The state budget includes $10 million for Adirondack and Catskill Forest Preserve protection and wilderness visitor management, which is a welcome increase from the Governor’s plan of “up to $8 million” for those purposes. 

“We were pleased to see the state’s continued commitment to making the Adirondack and Catskill forest preserves ecologically healthier and recreationally safer through better care and stewardship,” said Aguirre. “Public use of the preserve is essential to the economic vitality of the Adirondack Park and its communities.  Providing world-class management of the Forest Preserve will keep these wild landscapes healthy for generations to come.” 

Adirondack Diversity Initiative 

The diversity initiative is part of the Governor’s economic assistance package for economic development in the Adirondacks. Restoration of this funding will allow much needed diversity and equity work to continue across one of the most hyper-rural landscapes in NY. 

“The Diversity Initiative works to make the Adirondack region safer and more welcoming, inclusive, and relevant to all New Yorkers. This appropriation of $420,000 is a much-needed $120,000 increase over the current appropriation in the Aid to Localities Budget. Along with many other ongoing efforts, ADI provides critical anti-bias training to Environmental Conservation Officers, local police, retail workers and others.” 

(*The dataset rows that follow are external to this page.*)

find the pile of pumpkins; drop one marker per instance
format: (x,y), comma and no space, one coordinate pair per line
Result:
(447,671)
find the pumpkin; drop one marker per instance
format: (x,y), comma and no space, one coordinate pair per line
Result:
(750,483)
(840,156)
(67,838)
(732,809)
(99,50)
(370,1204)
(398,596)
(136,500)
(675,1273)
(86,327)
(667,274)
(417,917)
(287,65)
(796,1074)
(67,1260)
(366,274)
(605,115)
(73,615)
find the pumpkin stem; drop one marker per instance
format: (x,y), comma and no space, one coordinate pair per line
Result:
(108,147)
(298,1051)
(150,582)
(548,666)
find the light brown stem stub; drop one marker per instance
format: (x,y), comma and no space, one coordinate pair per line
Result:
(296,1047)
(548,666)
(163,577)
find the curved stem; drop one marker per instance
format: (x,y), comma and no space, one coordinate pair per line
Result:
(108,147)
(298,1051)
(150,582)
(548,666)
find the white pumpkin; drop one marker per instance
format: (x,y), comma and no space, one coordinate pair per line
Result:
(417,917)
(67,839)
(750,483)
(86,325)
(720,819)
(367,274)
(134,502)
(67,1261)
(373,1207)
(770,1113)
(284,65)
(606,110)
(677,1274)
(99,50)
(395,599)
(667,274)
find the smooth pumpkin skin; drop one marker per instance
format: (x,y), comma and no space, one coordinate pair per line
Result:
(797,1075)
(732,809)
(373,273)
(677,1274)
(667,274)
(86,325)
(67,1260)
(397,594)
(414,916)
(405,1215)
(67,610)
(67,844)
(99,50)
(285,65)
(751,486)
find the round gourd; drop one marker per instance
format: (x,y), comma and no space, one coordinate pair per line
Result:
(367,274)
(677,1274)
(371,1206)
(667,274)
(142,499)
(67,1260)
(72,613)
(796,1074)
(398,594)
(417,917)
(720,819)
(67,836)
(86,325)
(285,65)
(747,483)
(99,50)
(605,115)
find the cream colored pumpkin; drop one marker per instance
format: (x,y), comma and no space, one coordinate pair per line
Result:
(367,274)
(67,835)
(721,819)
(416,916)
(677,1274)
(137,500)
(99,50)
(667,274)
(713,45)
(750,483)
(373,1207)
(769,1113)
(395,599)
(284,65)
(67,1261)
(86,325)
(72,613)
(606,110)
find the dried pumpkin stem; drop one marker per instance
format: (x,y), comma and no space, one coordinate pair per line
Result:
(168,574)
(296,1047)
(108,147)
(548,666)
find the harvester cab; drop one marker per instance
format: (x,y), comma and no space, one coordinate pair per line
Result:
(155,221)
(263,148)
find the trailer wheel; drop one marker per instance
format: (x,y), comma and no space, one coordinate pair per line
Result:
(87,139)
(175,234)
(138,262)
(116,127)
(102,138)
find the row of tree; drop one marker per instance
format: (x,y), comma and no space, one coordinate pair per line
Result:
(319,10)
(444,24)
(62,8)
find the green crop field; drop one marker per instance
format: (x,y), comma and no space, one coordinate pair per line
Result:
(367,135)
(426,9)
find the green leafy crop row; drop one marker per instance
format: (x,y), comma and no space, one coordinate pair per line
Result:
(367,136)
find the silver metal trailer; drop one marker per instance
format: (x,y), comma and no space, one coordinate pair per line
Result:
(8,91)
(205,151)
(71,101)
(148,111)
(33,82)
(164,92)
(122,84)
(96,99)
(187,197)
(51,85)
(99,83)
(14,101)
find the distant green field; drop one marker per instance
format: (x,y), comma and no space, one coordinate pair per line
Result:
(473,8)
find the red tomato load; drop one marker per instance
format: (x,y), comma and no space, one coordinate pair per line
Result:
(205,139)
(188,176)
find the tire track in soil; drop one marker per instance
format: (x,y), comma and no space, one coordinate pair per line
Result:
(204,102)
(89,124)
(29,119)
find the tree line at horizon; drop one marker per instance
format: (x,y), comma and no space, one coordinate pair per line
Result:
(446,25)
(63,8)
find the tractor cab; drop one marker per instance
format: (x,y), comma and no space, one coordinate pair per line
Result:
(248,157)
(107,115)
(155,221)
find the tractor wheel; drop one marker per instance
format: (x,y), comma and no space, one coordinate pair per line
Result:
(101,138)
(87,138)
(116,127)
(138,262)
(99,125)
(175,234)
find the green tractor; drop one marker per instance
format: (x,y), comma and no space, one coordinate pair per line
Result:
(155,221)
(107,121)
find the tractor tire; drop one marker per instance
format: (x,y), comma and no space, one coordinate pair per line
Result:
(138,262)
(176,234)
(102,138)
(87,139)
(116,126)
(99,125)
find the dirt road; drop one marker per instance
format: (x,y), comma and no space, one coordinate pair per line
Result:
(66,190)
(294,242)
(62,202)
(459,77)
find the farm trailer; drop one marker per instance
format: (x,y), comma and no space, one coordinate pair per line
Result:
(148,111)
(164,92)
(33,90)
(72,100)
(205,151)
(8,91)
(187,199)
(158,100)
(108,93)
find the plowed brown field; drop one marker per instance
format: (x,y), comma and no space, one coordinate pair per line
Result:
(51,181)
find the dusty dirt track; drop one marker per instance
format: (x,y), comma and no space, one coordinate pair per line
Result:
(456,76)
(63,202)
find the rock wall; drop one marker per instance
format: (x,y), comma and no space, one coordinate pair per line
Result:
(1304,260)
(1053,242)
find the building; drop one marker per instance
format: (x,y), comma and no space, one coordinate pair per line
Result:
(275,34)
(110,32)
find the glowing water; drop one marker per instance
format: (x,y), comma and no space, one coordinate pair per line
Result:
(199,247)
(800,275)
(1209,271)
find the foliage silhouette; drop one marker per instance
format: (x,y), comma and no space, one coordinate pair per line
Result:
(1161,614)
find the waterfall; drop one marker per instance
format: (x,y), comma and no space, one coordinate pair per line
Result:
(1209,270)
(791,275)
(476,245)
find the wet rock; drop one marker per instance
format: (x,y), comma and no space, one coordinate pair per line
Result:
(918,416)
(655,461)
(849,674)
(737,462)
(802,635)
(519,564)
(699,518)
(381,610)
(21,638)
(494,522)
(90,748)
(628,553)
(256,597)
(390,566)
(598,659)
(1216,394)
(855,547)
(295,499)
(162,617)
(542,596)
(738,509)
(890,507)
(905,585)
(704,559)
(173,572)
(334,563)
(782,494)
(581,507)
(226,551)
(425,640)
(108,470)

Established in 1975, the Adirondack Council is a privately funded, not-for-profit environmental advocacy organization dedicated to ensuring the ecological integrity and wild character of the Adirondack Park. The 9,300-square-mile Adirondack Park is one of the largest intact temperate deciduous forest ecosystems left in the world. The Adirondacks are home to about 130,000 New York residents in 130 rural communities. 

The Council carries out its mission through research, education, advocacy and legal action.  The Council envisions a Park with clean water and clean air, core wilderness areas, farms and working forests, and vibrant, diverse, welcoming, safe communities.